Martha hated it when I talked about Dad knocking Mom around. She insisted that Mom just lost her balance once in a while. This was important, so I pressed. “I told Hilary about things, and she's more than willing to help if you need her.”

“You mean you told a stranger about private family troubles—”

“Hilary's not a stranger. She's a close friend.”

“Kath, you floor me.” Martha picked at the grooves in the counter tile. A good way to ruin her manicure, but she was beside herself. “Don't you have any dignity? Even if you're right about Dad—and I think your ideas are very farfetched—you keep these things in a family. Where's your sense of loyalty?”

Loyalty! I held back. This was Martha talking, Martha who never had time to visit our parents but proclaimed that they were fine where they were, that they didn't need a residential facility, that Dad was not knocking Mom around.

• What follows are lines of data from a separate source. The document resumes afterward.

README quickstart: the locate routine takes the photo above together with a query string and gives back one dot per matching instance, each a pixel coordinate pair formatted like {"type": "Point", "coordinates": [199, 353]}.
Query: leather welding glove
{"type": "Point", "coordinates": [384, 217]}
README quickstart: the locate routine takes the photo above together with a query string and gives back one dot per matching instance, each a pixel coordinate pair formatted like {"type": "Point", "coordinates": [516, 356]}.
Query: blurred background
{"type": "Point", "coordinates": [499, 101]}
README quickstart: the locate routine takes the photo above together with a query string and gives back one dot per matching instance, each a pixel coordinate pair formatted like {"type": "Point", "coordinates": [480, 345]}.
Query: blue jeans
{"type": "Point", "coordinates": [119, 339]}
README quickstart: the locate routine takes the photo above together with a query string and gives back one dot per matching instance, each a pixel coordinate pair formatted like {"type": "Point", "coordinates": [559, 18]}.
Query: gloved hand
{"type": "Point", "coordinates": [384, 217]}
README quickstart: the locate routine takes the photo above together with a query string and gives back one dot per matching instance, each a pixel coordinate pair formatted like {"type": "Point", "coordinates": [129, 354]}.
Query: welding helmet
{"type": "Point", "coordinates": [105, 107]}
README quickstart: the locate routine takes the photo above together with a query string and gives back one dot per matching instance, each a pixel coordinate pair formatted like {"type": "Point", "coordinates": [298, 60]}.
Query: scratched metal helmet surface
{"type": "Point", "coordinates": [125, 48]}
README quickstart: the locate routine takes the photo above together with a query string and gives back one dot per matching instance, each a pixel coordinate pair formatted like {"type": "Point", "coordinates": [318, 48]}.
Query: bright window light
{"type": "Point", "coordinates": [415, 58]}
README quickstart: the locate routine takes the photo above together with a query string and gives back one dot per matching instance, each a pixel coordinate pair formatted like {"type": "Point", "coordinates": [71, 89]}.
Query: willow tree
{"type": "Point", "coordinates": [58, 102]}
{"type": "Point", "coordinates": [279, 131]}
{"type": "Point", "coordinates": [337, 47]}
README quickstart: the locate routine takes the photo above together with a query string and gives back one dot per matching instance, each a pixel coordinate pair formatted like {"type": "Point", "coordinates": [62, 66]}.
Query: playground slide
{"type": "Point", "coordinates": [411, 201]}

It was selfish, a betrayal, Martha said, to “deposit them in a nursing home.” Maybe Martha had too many conflicts here in this house to see what was going on between Dad and Mom.

I explained once again that I wasn't suggesting a nursing home but some kind of comfortable senior residence with activities, medical care, supervision. Martha would have none of it. Mom and Dad had a right to live out their lives in their own home—just as she and Bob intended to do.

Abruptly, Martha began to empty the dishwasher, clattering knives and forks into a drawer. “So you're off on your vacation alone again this year?”